Am Mittelaltermarkt kann auch Luigi Particolare-Kunstmann nicht mehr nur still daneben stehen und in seinen Glühwein-Becher starren. Er hat in die Schaustellerfamilie eingeheiratet. Als der Schwiegervater starb, übernahm er mit seiner Frau den Autoscooter. Zur Bergkirchweih verschenkt er bedürftigen Kindern gern Fahrchips, manchmal so viele, dass seine Frau ihn ein wenig schimpft. „Was wir den Menschen hier verkaufen, das ist nicht nur eine Bratwurst oder ein Becher Glühwein. Das ist ein Stück Glück“, sagt er. Glück und Freude. Zwei Dinge, die gerade jetzt, in der Pandemie, so dringend jeder von uns bräuchte.

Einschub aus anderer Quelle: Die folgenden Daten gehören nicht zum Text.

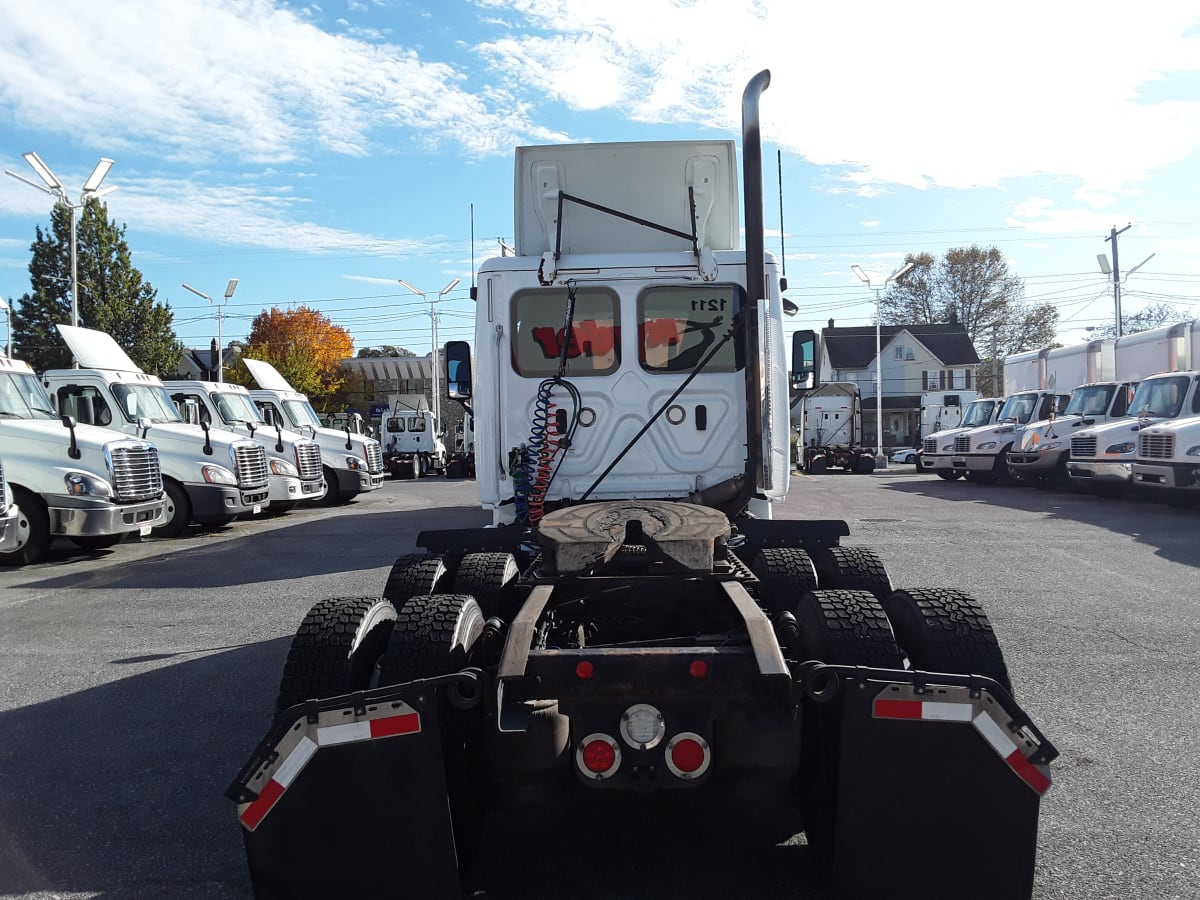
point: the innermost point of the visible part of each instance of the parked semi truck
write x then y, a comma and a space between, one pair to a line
292, 460
352, 463
64, 478
937, 449
636, 630
412, 445
210, 475
832, 430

Von der Politik verlassen?

Auch Luigi Particolare-Kunstmann ist verzweifelt. Er fühlt sich von der großen und kleinen Politik verlassen. „Heute Abend in Augsburg rennen Tausende ins Fußballstadion - aber hier, unter freiem Himmel, hier soll niemand kommen dürfen?“ Dutzende rumänische Arbeiter hatten sie wieder anreisen lassen. „Wir waren mit einigen sogar noch beim Impfen“, verrät Particolare-Kunstmann. „Jetzt müssen wir sie wieder heimschicken - ohne Lohn.“

Es wird einige Schausteller geben, sagt Sabine Kunstmann, für die die Absage das endgültige Aus bedeutet. „Wir Kunstmanns“, sagt sie tapfer, „uns haut so schnell nichts um. Wir stehen das durch.“
Die Frage ist vielmehr: Wie lange noch? Die angekündigten Hilfen, sagt sie, die kämen schon. Vielleicht im April? Vielleicht im Mai? Das Wintergeld, es kommt im Frühling. Wie es jetzt weitergeht? Sabine Kunstmann weiß es nicht. Auch die Eisbahn wird wieder abgebaut, „Wir hätten uns alle eine andere, möglichst normale Vorweihnachtszeit gewünscht“, sagt Oberbürgermeister Florian Janik. „Doch die zunehmend dramatische Situation in den Krankenhäusern lässt uns keine Wahl.“

Irgendwie weiter

Auch bei Jürgen Segitz wird es weitergehen, irgendwie. Vor einem Jahr hat er erst seine Altersvorsorge angezapft, Segitz wird nun auf Kirchweihen arbeiten bis er 70 ist. „Aber von irgendwas müssen wir doch leben“, sagt er. „Nein, es kann ja niemand etwas dafür, wir nicht - und die Menschen, die sich anstecken, ja auch nicht“, findet Sabine Kunstmann. Vielleicht, das sagt sie nicht, ist es genau diese Tatsache, die es noch schwieriger macht.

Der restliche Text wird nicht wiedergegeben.